Gárgulas, gargalos, quimeras que espreitam, vigiam os prismas, abastecem o grimório de Andréia Carvalho Gavita, desde uma torre modernista, ali no centro mais noir da cidade, na São Francisco com a Riachuelo.

Tudo alimenta o culto à estranheza dessa poeta, que só não é gótica porque é colorida demais. O nome adotado e acoplado, Gavita, foi inspirado na cônjuge louca de Cruz e Souza. Vai além. Mistura sua rotina de técnica de saúde, sacro ofício a lhe assegurar aventuras imaginárias, com alquimia e laboratórios só possíveis na literatura. E por que não no cenário em que montou para viver com o companheiro músico, mercuriano e que se complementa em sua peculiar estranheza? Ali, nada é previsível, tudo com um sedutor mistério sob o caleidoscópio dos raios que invadem os espaços, entre uma noite e outra aterrorizando as trevas.

A figura dócil de Andréia não inspira além de uma instigante curiosidade em desbravar esse universo de fábulas geradas sob a mais cruel e real urbanidade a gemer em todas as horas, nas várias facetas sob seus olhos.
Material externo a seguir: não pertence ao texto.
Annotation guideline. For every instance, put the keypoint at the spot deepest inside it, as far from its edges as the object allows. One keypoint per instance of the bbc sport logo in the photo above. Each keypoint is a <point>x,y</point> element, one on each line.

Se há as bicicletas, o glamour dos modernos, há também a lascívia, a degradação, o excesso. Desses ingredientes conhece, espreita e filtra no arrebol, a cada fim de dia, que banha e doura os vitrais da Catedral.
Sob si, lá fora, toda a história do Velho Centro, todos seus mitos.

Dentro, em seu casulo, o melhor do surreal, do lúdico, do literário, do musical, o tempo não tem limites, a imaginação também não.
Pode-se dizer de um coquetel satânico, com cores vibrantes, felinos insones a circular entre relíquias, coleções netúnicas?

A mim essa provável ficção mais sugere um profundo bom gosto, misturado a um processo de criação digno de seus versos e poemas.
Casa de Lilith? Talvez. Mas com cinco bichanos pra lá de mimosos, tratados como bebês. Um luxo tudo por aí!